Юнец в баре лепетал что-то о безумии. Его перевели из этих палат в общую. Он был единственным пациентом в этом крыле и почему-то его перевели отсюда посреди ночи.
Огромный человек проснулся и вскочил.
— Все в порядке, Джо, — сказал охранник, за которым вплотную шел Комин. — Этот парень мой приятель.
Голос его звучал нетвердо. Огромный детина шагнул вперед.
— Ты сошел с ума, приведя сюда незнакомого… Эй, эй, что происходит?
У него была очень хорошая реакция, но он был уже в пределах досягаемости оружия Комина. Шокер тихо прожужжал, и детина рухнул на пол. Другой охранник последовал за ним секундой позже. Оба они были без сознания, но живы. Комин перевел шокер на нижнюю отметку, прежде чем пустить в ход.
Когда через секунду из палаты выглянул молодой врач, встревоженный донесшимся до него шумом, коридор был пуст.
— Джо! — позвал он, но ответа не получил. Нахмурившись, он прошел в межсекционный коридор. Комин проскользнул за его спиной в палату и закрыл за собой дверь. Заперев ее на задвижку, он повернулся к постели, на которой лежал человек. Сердце его бешено колотилось, потому что это мог быть кто угодно…
Но слухи оказались верными. Это был Баллантайн. Он совершил Большой Прыжок и вернулся из тьмы, лежащей за Солнечной Системой. Первый из людей вернулся со звезд.
Комин склонился над кроватью. Руки его осторожно, неуверенно, с некоторым страхом коснулись плеча скелетообразной фигуры.
— Баллантайн, — прошептал он. — Баллантайн, проснитесь… Где Пауль?
Он почувствовал под пальцами кости. Кожа да кости, да выпуклые ниточки вен. Он ощутил слабый пульс, биение плоти, никогда не останавливающееся, пока жив человек. Лицо…
Его лицо было лишь призрачным отголоском человеческого лица. Оно носило печать какого-то страха, худшего, чем смерть или страх смерти. Это было что-то другое, подумал Комин, что еще никогда не влияло на детей Солнца. Странный ужас возник в нем, пока он глядел на это лицо. Внезапно ему захотелось бежать из этой палаты, прочь от дьявольской тени того, что человек принес с собой с другой звезды.

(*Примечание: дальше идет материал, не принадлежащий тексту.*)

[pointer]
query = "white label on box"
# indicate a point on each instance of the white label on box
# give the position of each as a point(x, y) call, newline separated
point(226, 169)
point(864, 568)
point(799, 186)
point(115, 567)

Но он остался. Вернулся врач, дернул дверь, забарабанил в нее, закричал и наконец убежал. Комин опять склонился над кроватью, чувствуя холодок в спине и сосание в желудке. И снова ужасное лицо вперилось в него в слепом безмолвном упреке.
За дверью загалдели люди. На этот раз они принесли электродрель, чтобы высверлить запор.
— Баллантайн! Что случилось с Паулем? Пауль… Вы слышите? Где он?
Дрель начала клевать пластиковую дверь.
— Пауль, — терпеливо повторил Комин. — Где Пауль Роджерс?
Хриплый свист дрели наполнил маленькую палату, разогнав тишину. Баллантайн шевельнул головой.
Комин склеился ниже, так что ухо почти касалось синих прозрачных губ. И услышал голос, не громче, чем шелест крыльев мотылька:
— Слушали слишком долго… Слишком долго, слишком далеко…
— Где Пауль?
— Слишком далеко, слишком одиноко… Мы не предназначены для этого. Изоляция… тьма… звезды…
Снова, почти свирепо:
— Где Пауль?
Дрель уже добралась до металла. Свист превратился в тонкий вой.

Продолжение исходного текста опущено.